- Born: Kenneth David Gilman November 18, 1946 (age 79) Revere, Massachusetts, U.S.
- Occupation: Television actor
- Years active: 1976–present
- Spouse: Jamie Rose ​ ​(m. 2006; div. 2017)​

= Kip Gilman =

American television actor

Kenneth David Gilman (born November 18, 1946) is an American television actor. He is best known for playing Dr. Hank Kaplan in the American sitcom television series Nurses.

Gilman was born in Revere, Massachusetts. He began his career in 1976, appearing in the television sitcom Rhoda. He then starred in the new CBS sitcom television series Loves Me, Loves Me Not. After its cancellation, he starred with Dorothy Loudon in the new CBS sitcom Dorothy. He guest-starred in television programs including Highway to Heaven; Who's the Boss?; Soap; Laverne & Shirley; Magnum, P.I.; It's a Living; Jake and the Fatman; The Rockford Files; St. Elsewhere; ALF and Columbo.
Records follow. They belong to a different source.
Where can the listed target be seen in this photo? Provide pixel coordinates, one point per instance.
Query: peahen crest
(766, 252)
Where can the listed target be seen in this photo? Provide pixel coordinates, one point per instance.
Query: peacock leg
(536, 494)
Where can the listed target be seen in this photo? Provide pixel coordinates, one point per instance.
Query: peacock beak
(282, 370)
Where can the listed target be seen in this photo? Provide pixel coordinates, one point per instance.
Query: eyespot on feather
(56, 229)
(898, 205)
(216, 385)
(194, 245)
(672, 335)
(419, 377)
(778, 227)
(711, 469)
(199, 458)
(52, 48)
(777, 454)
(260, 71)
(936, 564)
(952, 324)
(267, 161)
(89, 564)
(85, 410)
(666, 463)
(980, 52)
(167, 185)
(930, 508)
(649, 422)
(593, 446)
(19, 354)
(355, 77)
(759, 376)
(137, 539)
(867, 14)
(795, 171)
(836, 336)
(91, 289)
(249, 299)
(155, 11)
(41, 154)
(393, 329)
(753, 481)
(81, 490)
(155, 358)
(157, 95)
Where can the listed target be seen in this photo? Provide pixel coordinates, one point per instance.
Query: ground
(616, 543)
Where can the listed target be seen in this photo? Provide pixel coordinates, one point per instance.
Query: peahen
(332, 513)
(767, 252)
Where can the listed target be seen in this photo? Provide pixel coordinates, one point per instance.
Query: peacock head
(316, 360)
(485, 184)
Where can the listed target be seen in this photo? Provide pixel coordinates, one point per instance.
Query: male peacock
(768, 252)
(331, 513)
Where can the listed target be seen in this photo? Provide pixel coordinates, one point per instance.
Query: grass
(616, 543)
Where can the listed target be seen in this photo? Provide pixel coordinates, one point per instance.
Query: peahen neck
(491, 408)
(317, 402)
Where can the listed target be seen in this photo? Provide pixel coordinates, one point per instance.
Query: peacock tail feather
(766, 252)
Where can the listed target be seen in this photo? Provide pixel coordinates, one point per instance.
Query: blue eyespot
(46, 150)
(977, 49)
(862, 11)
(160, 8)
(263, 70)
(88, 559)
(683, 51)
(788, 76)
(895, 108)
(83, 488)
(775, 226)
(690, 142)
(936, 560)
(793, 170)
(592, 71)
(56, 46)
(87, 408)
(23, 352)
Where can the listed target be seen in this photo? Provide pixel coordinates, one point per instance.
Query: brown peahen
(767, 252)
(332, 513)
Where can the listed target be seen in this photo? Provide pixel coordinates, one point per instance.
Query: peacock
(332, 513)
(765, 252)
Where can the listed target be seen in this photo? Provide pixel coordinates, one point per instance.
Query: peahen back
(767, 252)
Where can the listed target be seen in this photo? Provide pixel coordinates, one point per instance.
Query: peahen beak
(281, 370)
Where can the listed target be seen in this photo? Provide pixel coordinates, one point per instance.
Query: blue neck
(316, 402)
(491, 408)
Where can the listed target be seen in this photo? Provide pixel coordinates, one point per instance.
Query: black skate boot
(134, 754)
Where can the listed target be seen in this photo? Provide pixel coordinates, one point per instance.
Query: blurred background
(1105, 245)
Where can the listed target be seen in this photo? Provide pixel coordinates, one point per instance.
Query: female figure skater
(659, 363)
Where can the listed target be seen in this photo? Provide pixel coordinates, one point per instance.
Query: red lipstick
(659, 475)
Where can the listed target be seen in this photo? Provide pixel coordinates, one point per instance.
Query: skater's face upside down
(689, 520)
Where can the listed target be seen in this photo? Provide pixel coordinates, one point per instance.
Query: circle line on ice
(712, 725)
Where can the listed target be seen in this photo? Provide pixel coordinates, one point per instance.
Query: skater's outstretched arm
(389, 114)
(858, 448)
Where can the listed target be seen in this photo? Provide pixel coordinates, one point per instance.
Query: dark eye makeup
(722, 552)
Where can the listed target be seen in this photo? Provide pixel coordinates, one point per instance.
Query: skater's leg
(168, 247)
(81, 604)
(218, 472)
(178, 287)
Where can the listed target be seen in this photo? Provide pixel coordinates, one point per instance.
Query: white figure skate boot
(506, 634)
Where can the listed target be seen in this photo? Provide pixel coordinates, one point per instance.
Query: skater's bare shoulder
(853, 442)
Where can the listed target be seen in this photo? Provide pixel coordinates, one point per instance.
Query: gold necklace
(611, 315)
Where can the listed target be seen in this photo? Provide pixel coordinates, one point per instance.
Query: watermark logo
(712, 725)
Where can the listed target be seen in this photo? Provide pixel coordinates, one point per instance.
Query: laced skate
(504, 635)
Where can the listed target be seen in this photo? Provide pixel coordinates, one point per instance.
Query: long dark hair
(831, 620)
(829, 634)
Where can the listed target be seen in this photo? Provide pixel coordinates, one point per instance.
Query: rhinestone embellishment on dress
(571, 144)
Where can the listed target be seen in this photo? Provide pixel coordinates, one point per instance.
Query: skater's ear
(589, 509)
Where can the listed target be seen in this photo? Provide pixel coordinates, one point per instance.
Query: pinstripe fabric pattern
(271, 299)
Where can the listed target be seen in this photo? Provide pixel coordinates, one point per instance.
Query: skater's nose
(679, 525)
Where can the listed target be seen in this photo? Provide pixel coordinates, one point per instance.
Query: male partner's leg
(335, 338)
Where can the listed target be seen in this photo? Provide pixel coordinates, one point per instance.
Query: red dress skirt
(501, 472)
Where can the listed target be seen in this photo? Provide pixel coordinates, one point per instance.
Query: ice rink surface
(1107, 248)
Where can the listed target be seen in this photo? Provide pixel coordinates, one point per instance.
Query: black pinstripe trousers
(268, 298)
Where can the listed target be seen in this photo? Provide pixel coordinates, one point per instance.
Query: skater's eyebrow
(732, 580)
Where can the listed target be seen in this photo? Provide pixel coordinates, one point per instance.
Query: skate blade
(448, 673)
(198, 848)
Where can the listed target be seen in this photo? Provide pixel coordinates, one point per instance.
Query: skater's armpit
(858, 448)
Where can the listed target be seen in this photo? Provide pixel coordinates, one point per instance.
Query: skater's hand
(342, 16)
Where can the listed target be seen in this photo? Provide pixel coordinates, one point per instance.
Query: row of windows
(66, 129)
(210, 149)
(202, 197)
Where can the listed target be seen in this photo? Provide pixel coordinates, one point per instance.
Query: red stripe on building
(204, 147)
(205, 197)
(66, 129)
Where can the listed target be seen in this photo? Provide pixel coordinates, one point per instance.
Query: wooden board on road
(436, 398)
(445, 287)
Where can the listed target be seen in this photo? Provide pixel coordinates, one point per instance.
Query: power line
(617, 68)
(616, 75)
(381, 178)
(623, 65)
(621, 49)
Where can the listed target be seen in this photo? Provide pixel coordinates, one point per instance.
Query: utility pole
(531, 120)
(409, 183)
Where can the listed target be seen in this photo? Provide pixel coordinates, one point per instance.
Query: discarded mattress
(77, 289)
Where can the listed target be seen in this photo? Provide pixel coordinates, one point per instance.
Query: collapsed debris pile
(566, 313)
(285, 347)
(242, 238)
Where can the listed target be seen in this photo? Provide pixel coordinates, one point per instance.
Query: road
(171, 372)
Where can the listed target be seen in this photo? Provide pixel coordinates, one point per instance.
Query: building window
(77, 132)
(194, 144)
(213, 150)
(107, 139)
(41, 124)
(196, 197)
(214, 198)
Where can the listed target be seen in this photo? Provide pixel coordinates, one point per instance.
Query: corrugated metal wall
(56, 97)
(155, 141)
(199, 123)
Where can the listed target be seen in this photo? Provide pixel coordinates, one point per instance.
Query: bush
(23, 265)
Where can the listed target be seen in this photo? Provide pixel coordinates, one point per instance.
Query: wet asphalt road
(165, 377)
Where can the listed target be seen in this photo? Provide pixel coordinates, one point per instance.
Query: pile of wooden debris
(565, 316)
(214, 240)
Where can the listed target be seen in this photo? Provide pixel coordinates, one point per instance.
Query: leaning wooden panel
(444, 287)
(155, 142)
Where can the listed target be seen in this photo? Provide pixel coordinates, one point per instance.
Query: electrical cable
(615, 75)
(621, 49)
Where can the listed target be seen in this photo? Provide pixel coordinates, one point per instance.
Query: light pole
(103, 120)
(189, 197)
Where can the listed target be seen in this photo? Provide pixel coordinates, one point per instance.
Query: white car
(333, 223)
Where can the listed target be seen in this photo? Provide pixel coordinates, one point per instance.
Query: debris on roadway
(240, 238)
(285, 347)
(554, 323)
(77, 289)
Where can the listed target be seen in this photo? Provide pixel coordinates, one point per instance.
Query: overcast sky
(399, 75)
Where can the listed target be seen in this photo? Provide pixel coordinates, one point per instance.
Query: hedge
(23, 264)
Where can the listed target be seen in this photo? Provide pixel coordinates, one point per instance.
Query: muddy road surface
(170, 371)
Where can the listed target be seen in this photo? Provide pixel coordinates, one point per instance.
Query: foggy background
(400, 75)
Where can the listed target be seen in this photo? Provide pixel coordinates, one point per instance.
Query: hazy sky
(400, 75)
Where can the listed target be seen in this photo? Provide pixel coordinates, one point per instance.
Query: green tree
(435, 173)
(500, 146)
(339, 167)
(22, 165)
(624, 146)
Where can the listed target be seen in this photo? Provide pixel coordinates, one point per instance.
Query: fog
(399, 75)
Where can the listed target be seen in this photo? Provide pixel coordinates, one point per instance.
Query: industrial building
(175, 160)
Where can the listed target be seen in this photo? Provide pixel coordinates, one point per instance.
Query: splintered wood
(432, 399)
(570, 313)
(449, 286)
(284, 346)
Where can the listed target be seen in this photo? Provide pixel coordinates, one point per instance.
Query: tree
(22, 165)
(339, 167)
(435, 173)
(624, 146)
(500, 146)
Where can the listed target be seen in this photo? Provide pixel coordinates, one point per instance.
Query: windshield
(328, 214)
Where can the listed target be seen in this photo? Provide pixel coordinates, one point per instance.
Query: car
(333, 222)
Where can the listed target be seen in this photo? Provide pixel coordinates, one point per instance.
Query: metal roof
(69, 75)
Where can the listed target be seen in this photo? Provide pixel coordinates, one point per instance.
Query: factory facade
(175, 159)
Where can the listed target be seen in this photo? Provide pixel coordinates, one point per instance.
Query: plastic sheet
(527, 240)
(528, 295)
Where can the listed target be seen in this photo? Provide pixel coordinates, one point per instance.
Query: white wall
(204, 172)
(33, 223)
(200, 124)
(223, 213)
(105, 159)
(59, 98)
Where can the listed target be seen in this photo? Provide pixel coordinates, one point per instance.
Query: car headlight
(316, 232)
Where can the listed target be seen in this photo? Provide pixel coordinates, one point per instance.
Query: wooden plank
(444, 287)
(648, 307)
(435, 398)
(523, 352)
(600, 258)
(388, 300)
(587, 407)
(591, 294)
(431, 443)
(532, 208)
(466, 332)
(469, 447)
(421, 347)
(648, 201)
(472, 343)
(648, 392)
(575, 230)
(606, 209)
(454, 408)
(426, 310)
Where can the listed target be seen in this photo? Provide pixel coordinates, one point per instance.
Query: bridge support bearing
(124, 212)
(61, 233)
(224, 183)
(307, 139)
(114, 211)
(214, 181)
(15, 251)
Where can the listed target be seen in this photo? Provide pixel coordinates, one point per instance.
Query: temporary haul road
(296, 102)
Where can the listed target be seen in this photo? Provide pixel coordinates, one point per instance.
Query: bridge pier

In 1981, Gilman starred in the CBS drama television series Jessica Novak. Gilman also starred in the 1984 erotic film Bedroom Eyes, the final season of the medical drama television series Trapper John, M.D., and the ABC drama television series Studio 5-B.

In 1991, Gilman starred as Dr. Hank Kaplan in the NBC sitcom Nurses. He played the role until 1994. After the series ended, Gilman made a guest appearance in Caroline in the City and appeared in the film Parker. He played as Danzinger. In 2015, Gilman starred in the Off-Broadway play 2 Across along with singer and actress Andrea McArdle.